Several OS are adding "stackguard" type mechanisms, even Server 2003 has a version (albeit a defeatable one). It will be nice once all OS are immune to stack overflows.

I have nothing against OpenBSD, and I've used it in the past. You can get a system up in running in minutes via net install. Linux (e.g. Adamantix, Hardened Gentoo) may be worth investigating as well.

archives
by xmp on Mon 20th Sep 2004 18:09 UTC

When was the last time you've seen a working remote exploit (except DoS) against the base OpenBSD system? (incl. apache, sendmail, bind, etc.)

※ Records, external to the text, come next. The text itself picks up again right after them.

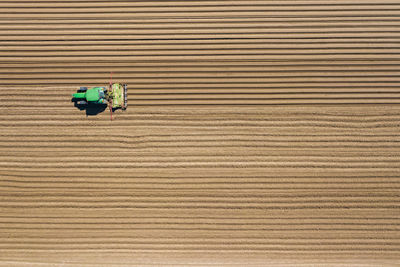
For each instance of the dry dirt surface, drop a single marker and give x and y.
(258, 133)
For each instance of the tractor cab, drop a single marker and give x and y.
(115, 97)
(95, 95)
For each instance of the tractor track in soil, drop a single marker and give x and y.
(257, 133)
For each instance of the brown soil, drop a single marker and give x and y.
(257, 133)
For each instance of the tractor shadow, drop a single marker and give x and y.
(90, 109)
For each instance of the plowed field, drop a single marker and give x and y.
(257, 133)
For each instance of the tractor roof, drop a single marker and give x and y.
(93, 94)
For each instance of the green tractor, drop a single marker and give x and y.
(115, 97)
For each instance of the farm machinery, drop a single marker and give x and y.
(115, 96)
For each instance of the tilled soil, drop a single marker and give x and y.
(257, 133)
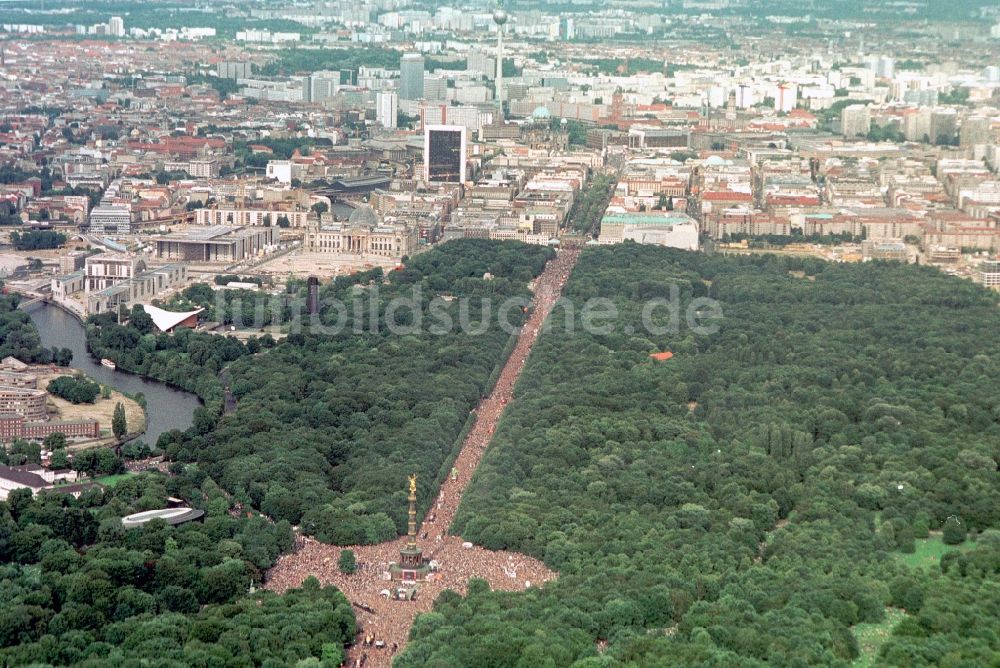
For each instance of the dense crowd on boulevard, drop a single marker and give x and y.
(383, 621)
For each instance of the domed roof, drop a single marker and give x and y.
(541, 112)
(363, 216)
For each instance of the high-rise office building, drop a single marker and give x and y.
(233, 69)
(975, 131)
(387, 108)
(411, 77)
(435, 87)
(445, 149)
(855, 121)
(944, 125)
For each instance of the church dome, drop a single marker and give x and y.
(363, 216)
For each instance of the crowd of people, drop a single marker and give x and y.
(384, 621)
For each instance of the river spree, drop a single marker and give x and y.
(166, 407)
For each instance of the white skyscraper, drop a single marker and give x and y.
(500, 18)
(411, 77)
(387, 108)
(116, 27)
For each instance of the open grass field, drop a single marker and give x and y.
(929, 552)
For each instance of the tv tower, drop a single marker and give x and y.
(500, 18)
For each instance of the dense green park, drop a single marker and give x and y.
(330, 419)
(79, 589)
(811, 480)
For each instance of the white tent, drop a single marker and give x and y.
(167, 320)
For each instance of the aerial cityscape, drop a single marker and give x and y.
(582, 333)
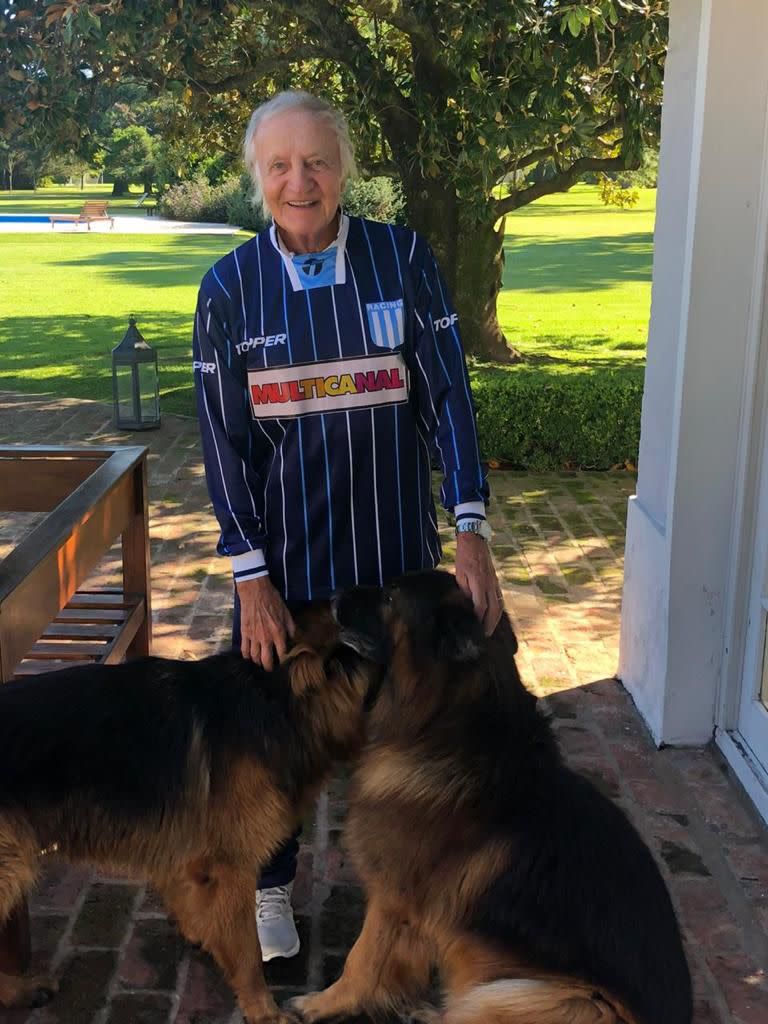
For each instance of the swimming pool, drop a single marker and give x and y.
(24, 218)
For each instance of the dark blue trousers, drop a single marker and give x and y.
(282, 868)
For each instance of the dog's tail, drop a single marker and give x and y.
(545, 1000)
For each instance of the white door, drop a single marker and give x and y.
(753, 710)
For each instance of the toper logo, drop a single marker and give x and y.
(442, 322)
(266, 340)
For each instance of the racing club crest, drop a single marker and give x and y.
(385, 321)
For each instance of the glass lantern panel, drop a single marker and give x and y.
(126, 408)
(147, 385)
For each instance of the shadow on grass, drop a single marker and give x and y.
(552, 264)
(178, 261)
(72, 355)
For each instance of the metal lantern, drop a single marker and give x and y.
(134, 382)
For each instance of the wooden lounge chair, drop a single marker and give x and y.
(92, 210)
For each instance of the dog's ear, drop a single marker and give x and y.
(458, 634)
(373, 646)
(306, 670)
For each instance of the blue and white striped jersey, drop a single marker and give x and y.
(324, 384)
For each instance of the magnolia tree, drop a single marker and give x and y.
(479, 107)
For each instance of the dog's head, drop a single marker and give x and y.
(425, 612)
(331, 679)
(424, 628)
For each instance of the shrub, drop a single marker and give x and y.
(537, 420)
(240, 206)
(615, 194)
(377, 199)
(197, 200)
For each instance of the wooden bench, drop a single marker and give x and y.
(92, 210)
(93, 496)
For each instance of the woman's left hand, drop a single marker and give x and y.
(476, 577)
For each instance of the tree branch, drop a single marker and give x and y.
(559, 182)
(424, 44)
(536, 156)
(201, 81)
(339, 39)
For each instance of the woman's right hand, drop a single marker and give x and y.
(265, 623)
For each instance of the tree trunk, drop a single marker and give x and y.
(471, 257)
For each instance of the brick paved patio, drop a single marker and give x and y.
(559, 545)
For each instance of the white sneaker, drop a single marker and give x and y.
(274, 923)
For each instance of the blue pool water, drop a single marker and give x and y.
(24, 218)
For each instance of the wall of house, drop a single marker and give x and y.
(680, 524)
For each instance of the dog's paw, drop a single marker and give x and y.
(422, 1015)
(39, 991)
(307, 1009)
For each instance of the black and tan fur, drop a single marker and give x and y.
(187, 773)
(480, 851)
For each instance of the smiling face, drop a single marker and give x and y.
(299, 164)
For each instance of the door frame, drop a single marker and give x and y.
(753, 460)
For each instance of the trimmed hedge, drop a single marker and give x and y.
(539, 420)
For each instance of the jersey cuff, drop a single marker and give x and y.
(469, 510)
(249, 565)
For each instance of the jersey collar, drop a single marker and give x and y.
(340, 243)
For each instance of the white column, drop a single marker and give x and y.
(680, 522)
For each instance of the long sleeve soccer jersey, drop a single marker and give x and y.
(324, 384)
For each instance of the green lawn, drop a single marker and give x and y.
(577, 280)
(577, 292)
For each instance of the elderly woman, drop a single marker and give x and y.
(328, 367)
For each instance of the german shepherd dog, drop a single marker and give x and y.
(189, 774)
(479, 850)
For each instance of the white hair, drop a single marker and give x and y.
(295, 99)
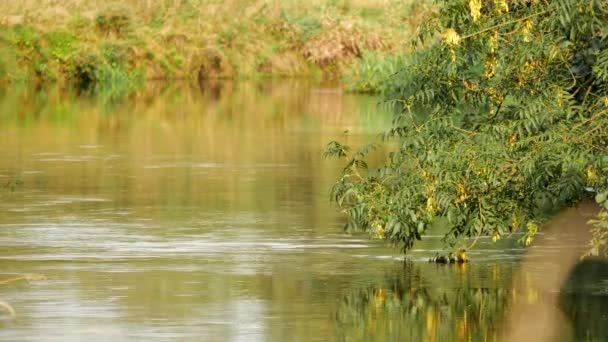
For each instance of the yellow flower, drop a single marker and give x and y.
(526, 27)
(495, 236)
(591, 174)
(475, 8)
(492, 42)
(451, 37)
(490, 66)
(462, 192)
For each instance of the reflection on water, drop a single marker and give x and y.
(181, 214)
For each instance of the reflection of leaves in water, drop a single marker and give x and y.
(584, 299)
(9, 309)
(405, 307)
(28, 277)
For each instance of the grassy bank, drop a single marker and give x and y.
(127, 42)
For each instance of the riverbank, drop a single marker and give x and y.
(86, 43)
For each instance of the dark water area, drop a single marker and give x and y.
(194, 214)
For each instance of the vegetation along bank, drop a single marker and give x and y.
(126, 42)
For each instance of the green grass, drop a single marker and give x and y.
(81, 42)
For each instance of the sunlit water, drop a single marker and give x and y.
(203, 215)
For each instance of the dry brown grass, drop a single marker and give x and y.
(232, 38)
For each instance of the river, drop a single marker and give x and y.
(203, 214)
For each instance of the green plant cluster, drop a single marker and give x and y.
(501, 119)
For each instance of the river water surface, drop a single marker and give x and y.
(203, 215)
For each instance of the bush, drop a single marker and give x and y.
(499, 124)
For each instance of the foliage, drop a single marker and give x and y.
(499, 123)
(170, 39)
(371, 74)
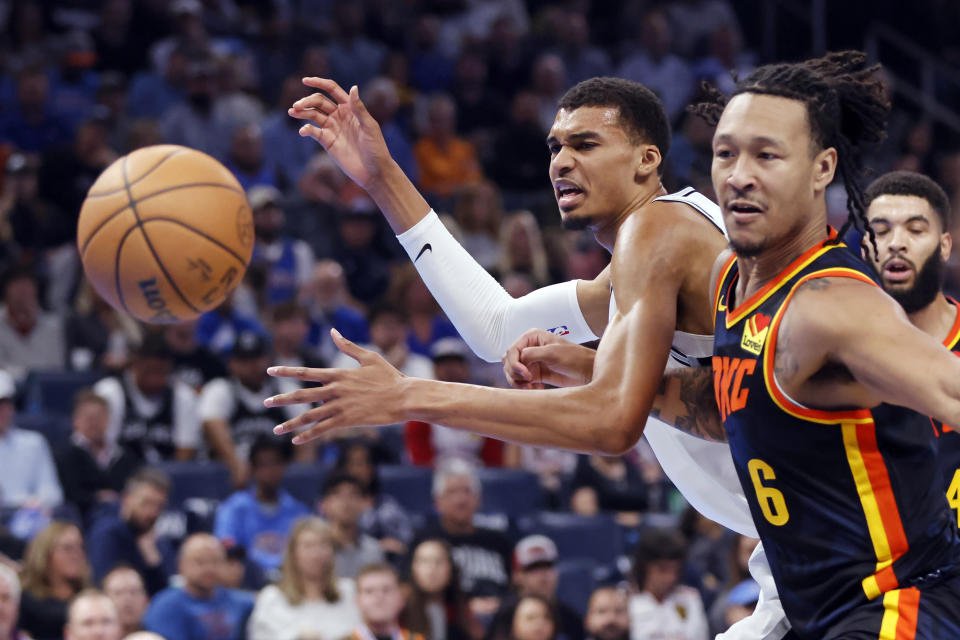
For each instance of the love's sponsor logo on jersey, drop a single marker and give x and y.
(755, 333)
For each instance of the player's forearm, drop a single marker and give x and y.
(587, 419)
(397, 197)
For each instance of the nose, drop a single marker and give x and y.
(742, 177)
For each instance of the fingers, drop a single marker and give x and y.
(307, 374)
(358, 353)
(325, 84)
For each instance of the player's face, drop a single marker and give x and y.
(592, 165)
(911, 248)
(768, 182)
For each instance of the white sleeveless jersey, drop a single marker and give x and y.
(703, 471)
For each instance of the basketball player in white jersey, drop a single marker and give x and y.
(606, 148)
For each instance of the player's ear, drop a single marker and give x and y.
(824, 168)
(648, 161)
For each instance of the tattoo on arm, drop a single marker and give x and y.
(685, 400)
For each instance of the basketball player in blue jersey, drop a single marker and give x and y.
(606, 147)
(910, 217)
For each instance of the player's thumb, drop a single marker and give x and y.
(355, 351)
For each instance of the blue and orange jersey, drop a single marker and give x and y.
(848, 503)
(948, 437)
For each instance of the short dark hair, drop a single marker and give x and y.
(910, 183)
(338, 478)
(658, 543)
(642, 115)
(266, 442)
(151, 476)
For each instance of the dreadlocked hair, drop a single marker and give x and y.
(847, 107)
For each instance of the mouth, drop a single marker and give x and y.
(897, 270)
(744, 211)
(569, 194)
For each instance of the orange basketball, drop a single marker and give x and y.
(165, 233)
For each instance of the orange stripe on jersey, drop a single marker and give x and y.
(736, 315)
(769, 357)
(879, 505)
(900, 614)
(953, 336)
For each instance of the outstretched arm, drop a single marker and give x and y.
(486, 316)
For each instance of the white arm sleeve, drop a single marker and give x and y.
(488, 318)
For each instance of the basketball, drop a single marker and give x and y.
(165, 233)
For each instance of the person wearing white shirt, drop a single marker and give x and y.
(664, 609)
(27, 472)
(152, 414)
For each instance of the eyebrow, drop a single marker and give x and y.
(575, 136)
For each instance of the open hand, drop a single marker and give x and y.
(371, 395)
(539, 358)
(341, 123)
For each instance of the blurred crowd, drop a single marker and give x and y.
(97, 538)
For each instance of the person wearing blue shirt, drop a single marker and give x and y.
(259, 517)
(200, 609)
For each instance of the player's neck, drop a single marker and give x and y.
(606, 232)
(935, 319)
(758, 270)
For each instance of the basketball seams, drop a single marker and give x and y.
(131, 204)
(101, 194)
(200, 233)
(146, 238)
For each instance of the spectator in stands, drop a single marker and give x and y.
(193, 364)
(655, 611)
(535, 573)
(327, 301)
(201, 609)
(342, 501)
(447, 162)
(286, 262)
(388, 337)
(9, 604)
(532, 618)
(99, 337)
(607, 483)
(739, 559)
(522, 248)
(478, 211)
(29, 337)
(309, 601)
(426, 444)
(289, 326)
(28, 476)
(664, 73)
(383, 518)
(54, 571)
(125, 587)
(380, 97)
(608, 615)
(92, 616)
(130, 538)
(259, 517)
(232, 408)
(482, 555)
(92, 469)
(380, 602)
(152, 414)
(436, 607)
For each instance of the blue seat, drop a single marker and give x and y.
(578, 537)
(303, 481)
(51, 392)
(514, 492)
(55, 428)
(196, 479)
(576, 580)
(410, 486)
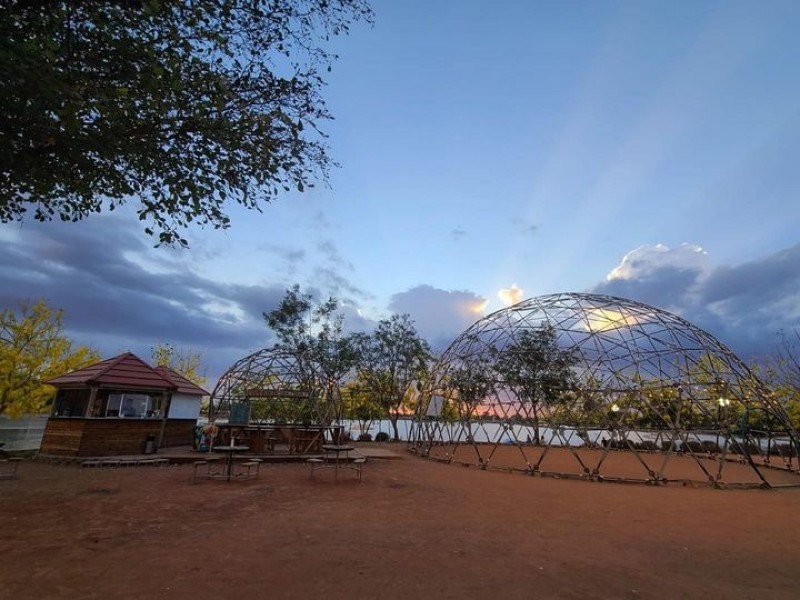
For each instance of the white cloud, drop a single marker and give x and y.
(647, 260)
(743, 306)
(440, 315)
(511, 295)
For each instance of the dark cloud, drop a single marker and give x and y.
(440, 315)
(458, 233)
(115, 299)
(743, 306)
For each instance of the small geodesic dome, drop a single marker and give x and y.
(271, 385)
(648, 397)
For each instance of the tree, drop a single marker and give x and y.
(536, 369)
(188, 363)
(358, 404)
(393, 357)
(33, 349)
(314, 335)
(183, 106)
(782, 373)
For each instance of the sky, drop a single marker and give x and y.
(489, 152)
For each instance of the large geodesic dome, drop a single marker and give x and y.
(636, 394)
(272, 385)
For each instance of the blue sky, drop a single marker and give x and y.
(640, 149)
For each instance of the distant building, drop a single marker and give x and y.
(115, 406)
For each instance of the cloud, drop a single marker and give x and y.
(440, 315)
(743, 306)
(458, 233)
(524, 226)
(118, 294)
(510, 296)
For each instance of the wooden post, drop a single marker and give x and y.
(166, 401)
(92, 399)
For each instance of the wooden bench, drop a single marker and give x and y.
(358, 464)
(252, 468)
(8, 468)
(314, 463)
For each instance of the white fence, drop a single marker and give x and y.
(22, 434)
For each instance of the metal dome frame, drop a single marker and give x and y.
(271, 384)
(654, 399)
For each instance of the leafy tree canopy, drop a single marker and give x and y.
(534, 365)
(188, 363)
(183, 106)
(33, 349)
(314, 335)
(393, 357)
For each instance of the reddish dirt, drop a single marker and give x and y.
(411, 529)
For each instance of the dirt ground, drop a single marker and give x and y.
(410, 529)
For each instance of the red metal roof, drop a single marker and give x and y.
(126, 371)
(184, 386)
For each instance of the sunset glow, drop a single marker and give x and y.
(603, 319)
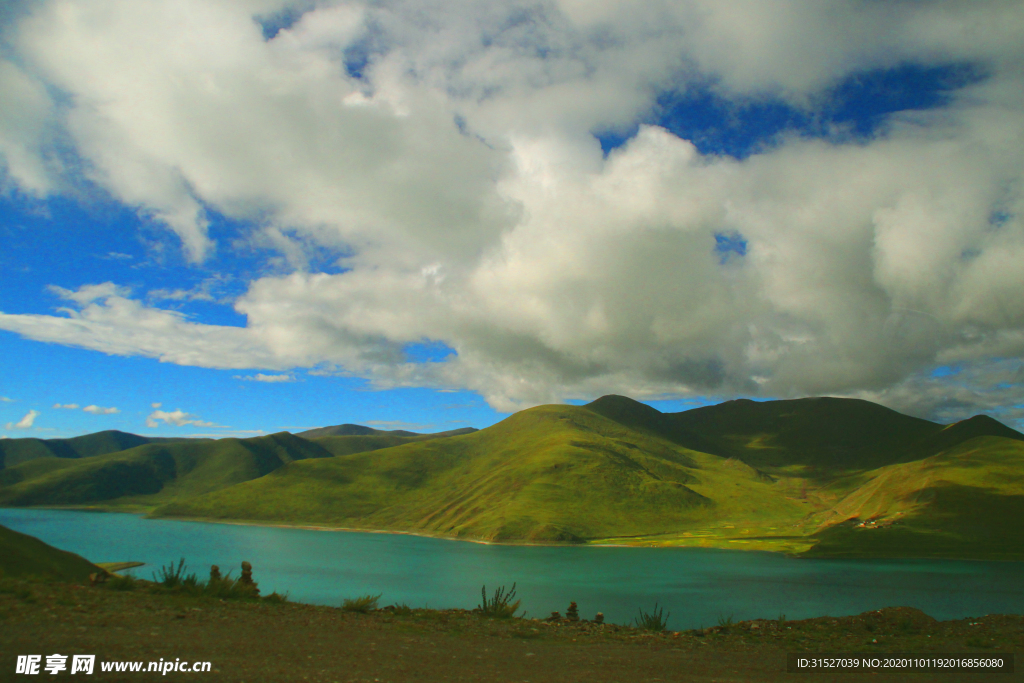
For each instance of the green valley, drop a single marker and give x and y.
(810, 477)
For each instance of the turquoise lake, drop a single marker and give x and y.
(697, 587)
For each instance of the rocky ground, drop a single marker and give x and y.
(263, 641)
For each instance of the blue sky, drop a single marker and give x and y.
(420, 218)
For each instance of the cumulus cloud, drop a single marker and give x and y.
(260, 377)
(446, 154)
(96, 410)
(175, 419)
(26, 422)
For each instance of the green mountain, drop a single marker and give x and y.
(351, 430)
(23, 555)
(161, 470)
(793, 475)
(17, 451)
(153, 472)
(550, 473)
(813, 476)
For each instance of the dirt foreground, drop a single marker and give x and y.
(262, 641)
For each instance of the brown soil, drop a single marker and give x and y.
(262, 641)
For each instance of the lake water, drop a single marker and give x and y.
(696, 586)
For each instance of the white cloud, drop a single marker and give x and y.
(26, 422)
(96, 410)
(260, 377)
(553, 271)
(175, 419)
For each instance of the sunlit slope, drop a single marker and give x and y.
(152, 473)
(23, 555)
(550, 473)
(17, 451)
(967, 502)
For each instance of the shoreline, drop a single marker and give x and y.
(424, 535)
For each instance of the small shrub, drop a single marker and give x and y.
(361, 605)
(501, 604)
(655, 621)
(119, 582)
(172, 577)
(226, 588)
(401, 610)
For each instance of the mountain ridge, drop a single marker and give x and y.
(818, 476)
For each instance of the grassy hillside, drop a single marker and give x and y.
(966, 502)
(550, 473)
(17, 451)
(359, 430)
(821, 476)
(155, 473)
(781, 475)
(152, 473)
(23, 555)
(827, 435)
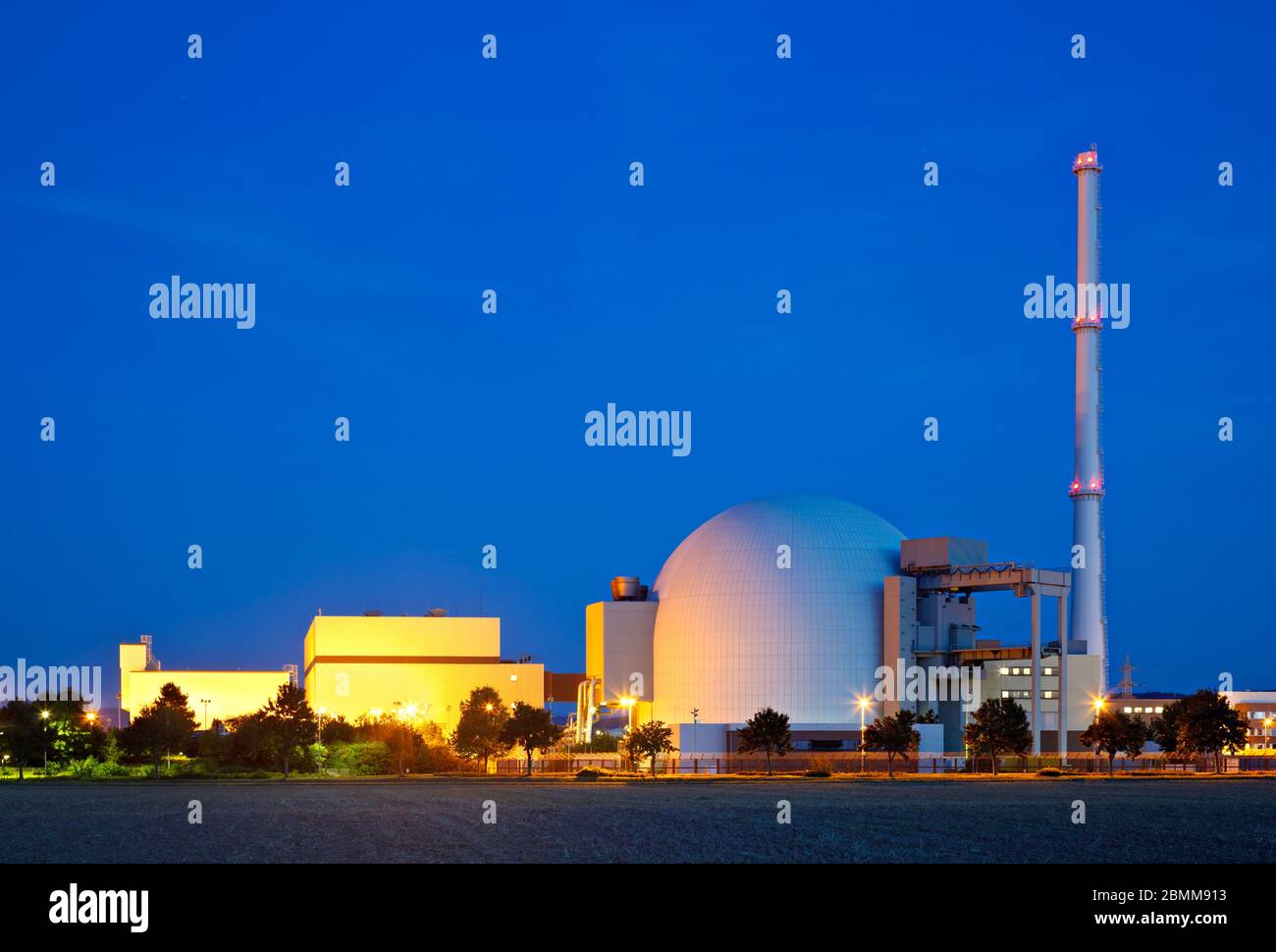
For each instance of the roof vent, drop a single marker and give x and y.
(628, 589)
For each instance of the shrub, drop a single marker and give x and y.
(438, 759)
(821, 766)
(361, 760)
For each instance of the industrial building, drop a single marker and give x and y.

Um, I thought some of those were disabled in the default install. And the 15 bits of entropy can be brute forced if you have a valid remote e.g. for proftpd or other. Granted if you jailed the app, it may be less of an issue. It certainly eliminates the bottom tier of blackhats i.e. script kiddies.

This issue has been beaten to death on Full Disclosure, Daily Dave, and other lists. Older installs of OpenBSD have multiple remotes. This is not even debateable.

lying liars and the lies they tell
by church on Mon 20th Sep 2004 18:17 UTC

Are the vendors paying attention? No, they’re not. That’s all the Linuxes, all the commercial Unixes, and Microsoft. Now, there are exceptions. There are vendors who are starting to learn a bit. There are a few Linux variants that have some copycat – that’s the wrong word for me to use but I’m going to be honest.

Theo, that's a damned lie and you know it. You didn't invent stack randomization and jails.

Re: archives
by netchan on Mon 20th Sep 2004 18:28 UTC

Um, I thought some of those were disabled in the default install.

Yes, they are. That's why I said 'base OpenBSD' instead of default install. I haven't seen any non-DoS remote exploit against the base system since 3.4, the release in which the i386 stuff were completed.

Default to security
by Lovechild on Tue 21st Sep 2004 00:04 UTC

I truly hope most distros will adopt this thinking, we should default to security and we could strive to make it easy. Like defaulting to always using SSL in evolution to check mails, to default to using SSL for your IM client, to use Propolice, to use PaX or exec-shield. To make it easy to encrypt your mails, because now it takes a lot of work and 99% of users can't figure it out, and the list goes on forever.. e.g. why isn't my harddrive encrypted, and why does the current schemes not take into account that I could be a moron - security is something you learn but the least we could do was give the user a solid foundation... it's to damn hard, so much work, so many guides to read.. it should just work, and it doesn't.

Security these days is important and it's to damn hard to enable it, and there's so much room for improvement it's just not funny. Why don't we consider it a problem?

It boggles my mind to see all this security advisors being posted every day, looking at where the industry was 5 years ago we haven't moved much in the right direction.

Why isn't anyone going over, say the Linux kernel and throwing away old code, there's bound to be lots in there we don't need anymore - it's just begging to be exploited in some way or form.

It's sad really, here we are - more CPU power than what NASA used to send man to the moon, and we can't spare a fraction for that extra bounds check?